Figure 2 - Based on conventional Net Income

Ouch. Again, I'm not so much bothered by the inconsistent and too-often lackluster results relative to the S&P 500 (as I would be if this were offered as a full-fledged stock-selection protocol) as I am by the fact that it compares poorly with Figure 1.

Is it possible that investors are completely indifferent to the realities of plant modernization and are locking in on the most short-term of views ("show me the cash now, the heck with the future")?

Before accepting such a depressing conclusion, let's consider one more test.

Look again at the numerator in the first metric I tested: Cash From Operations minus Capital Spending. Computing the second metric, Net Income, is not simply a matter of swapping depreciation for capital spending. There are other accounting accruals involved in net income. Let's get these other accruals off the table by changing the numerator to Cash From Operations minus Depreciation.

Usually, accrual-hating investors eliminate all of these things, while the net-income crowd includes them all. I'm going to steer a middle course by eliminating all accruals except for depreciation. In other words, I'm saying that I, too, generally hate accruals, but I'm making a special exception for depreciation because this particular accounting fiction strikes me as being pretty sensible.

Figure 3 shows the result of a test of the latter approach:

Figure 3 - Based on Cash From Operations minus Depreciation

That's interesting. Not only did this middle approach perform best, it was especially noteworthy for its strength in down months (including many of the ones we've been experiencing recently).

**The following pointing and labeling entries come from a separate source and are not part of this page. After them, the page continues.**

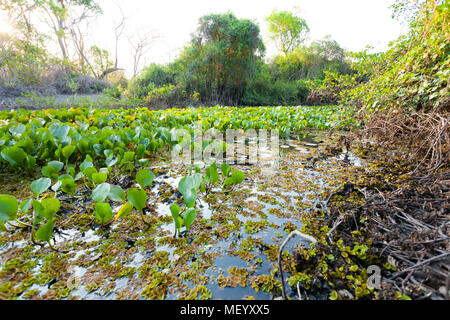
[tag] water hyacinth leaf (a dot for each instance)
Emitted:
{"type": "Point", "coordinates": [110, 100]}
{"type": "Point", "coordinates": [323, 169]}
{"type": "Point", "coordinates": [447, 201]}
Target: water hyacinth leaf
{"type": "Point", "coordinates": [124, 210]}
{"type": "Point", "coordinates": [237, 176]}
{"type": "Point", "coordinates": [71, 170]}
{"type": "Point", "coordinates": [89, 171]}
{"type": "Point", "coordinates": [65, 176]}
{"type": "Point", "coordinates": [51, 206]}
{"type": "Point", "coordinates": [189, 218]}
{"type": "Point", "coordinates": [56, 186]}
{"type": "Point", "coordinates": [128, 157]}
{"type": "Point", "coordinates": [103, 212]}
{"type": "Point", "coordinates": [111, 161]}
{"type": "Point", "coordinates": [25, 205]}
{"type": "Point", "coordinates": [99, 177]}
{"type": "Point", "coordinates": [138, 198]}
{"type": "Point", "coordinates": [58, 165]}
{"type": "Point", "coordinates": [101, 192]}
{"type": "Point", "coordinates": [45, 232]}
{"type": "Point", "coordinates": [143, 162]}
{"type": "Point", "coordinates": [175, 211]}
{"type": "Point", "coordinates": [212, 174]}
{"type": "Point", "coordinates": [145, 178]}
{"type": "Point", "coordinates": [83, 146]}
{"type": "Point", "coordinates": [49, 172]}
{"type": "Point", "coordinates": [8, 207]}
{"type": "Point", "coordinates": [67, 151]}
{"type": "Point", "coordinates": [68, 185]}
{"type": "Point", "coordinates": [190, 197]}
{"type": "Point", "coordinates": [116, 194]}
{"type": "Point", "coordinates": [226, 168]}
{"type": "Point", "coordinates": [85, 164]}
{"type": "Point", "coordinates": [39, 212]}
{"type": "Point", "coordinates": [104, 170]}
{"type": "Point", "coordinates": [14, 156]}
{"type": "Point", "coordinates": [40, 186]}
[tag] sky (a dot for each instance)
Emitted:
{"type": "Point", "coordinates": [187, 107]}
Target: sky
{"type": "Point", "coordinates": [354, 24]}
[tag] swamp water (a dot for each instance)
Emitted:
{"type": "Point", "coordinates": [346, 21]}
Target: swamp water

I'm not sure at the moment why use of depreciation proved so helpful in bad times. Companies are probably reigning in capital spending now in response to the recession and financial crisis. Perhaps cash flow is being perceived as being inflated by unusually slim capex leaving depreciation as a more reliable measure of ongoing financial performance. I don't know. I'm just thinking out loud. But such reasoning would seem consistent with my initial position to the effect that a reasonable even if imperfect attempt to match revenue with associated plant spending trumps a purer number that doesn't even try to make this crucial match.

Score one for the depreciation accrual

It looks like I'm concluding here that accruals are generally bad except for depreciation, which stands as the one good accrual.

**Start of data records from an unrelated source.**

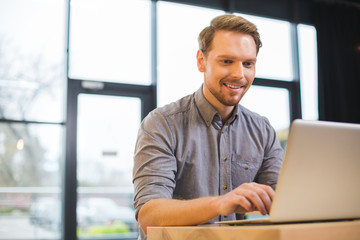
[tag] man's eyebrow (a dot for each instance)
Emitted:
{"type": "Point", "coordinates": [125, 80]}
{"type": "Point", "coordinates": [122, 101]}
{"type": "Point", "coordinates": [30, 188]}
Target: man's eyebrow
{"type": "Point", "coordinates": [233, 57]}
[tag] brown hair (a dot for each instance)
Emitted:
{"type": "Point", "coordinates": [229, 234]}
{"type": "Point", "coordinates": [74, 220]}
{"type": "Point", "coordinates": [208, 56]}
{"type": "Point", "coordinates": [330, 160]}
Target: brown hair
{"type": "Point", "coordinates": [227, 22]}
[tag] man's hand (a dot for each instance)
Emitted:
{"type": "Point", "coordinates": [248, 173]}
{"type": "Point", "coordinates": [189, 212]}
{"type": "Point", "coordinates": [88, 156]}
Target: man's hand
{"type": "Point", "coordinates": [171, 212]}
{"type": "Point", "coordinates": [247, 197]}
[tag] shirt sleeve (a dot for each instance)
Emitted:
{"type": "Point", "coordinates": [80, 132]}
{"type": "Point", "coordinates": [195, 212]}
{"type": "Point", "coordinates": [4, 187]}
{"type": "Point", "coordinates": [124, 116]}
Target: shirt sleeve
{"type": "Point", "coordinates": [272, 161]}
{"type": "Point", "coordinates": [154, 161]}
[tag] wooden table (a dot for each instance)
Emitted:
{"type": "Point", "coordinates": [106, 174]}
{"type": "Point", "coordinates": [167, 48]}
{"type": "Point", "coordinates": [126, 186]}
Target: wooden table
{"type": "Point", "coordinates": [339, 230]}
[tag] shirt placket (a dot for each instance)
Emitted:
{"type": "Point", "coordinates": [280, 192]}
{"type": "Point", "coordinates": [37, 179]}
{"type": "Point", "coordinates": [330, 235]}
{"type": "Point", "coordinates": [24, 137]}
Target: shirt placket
{"type": "Point", "coordinates": [225, 171]}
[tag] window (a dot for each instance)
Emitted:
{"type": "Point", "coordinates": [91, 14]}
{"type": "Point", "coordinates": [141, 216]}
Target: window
{"type": "Point", "coordinates": [308, 71]}
{"type": "Point", "coordinates": [32, 104]}
{"type": "Point", "coordinates": [110, 41]}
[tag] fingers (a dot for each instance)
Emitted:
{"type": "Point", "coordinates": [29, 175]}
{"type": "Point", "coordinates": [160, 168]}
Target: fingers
{"type": "Point", "coordinates": [254, 195]}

I do think we ought to give depreciation a lot more respect than it deserves. Even value investors who do detailed cash-in and cash-out models have food for thought.

But I'm not at all going to say the other accruals are necessarily worth bashing. This isn't the first time I addressed this general topic. In September, I presented some tests which suggested that problems associated with accruals may really have more to do with items that obstruct an investor's effort to see ongoing trends, free from occasional, even if sometimes large, oddities.

I don't think we're anywhere close to having the last word, one way or the other, on the topic of accruals. But pending a lot more research, it seems that basic accounting concepts may warrant a bit more in terms of a presumption-of-innocence than they often get from the investment community.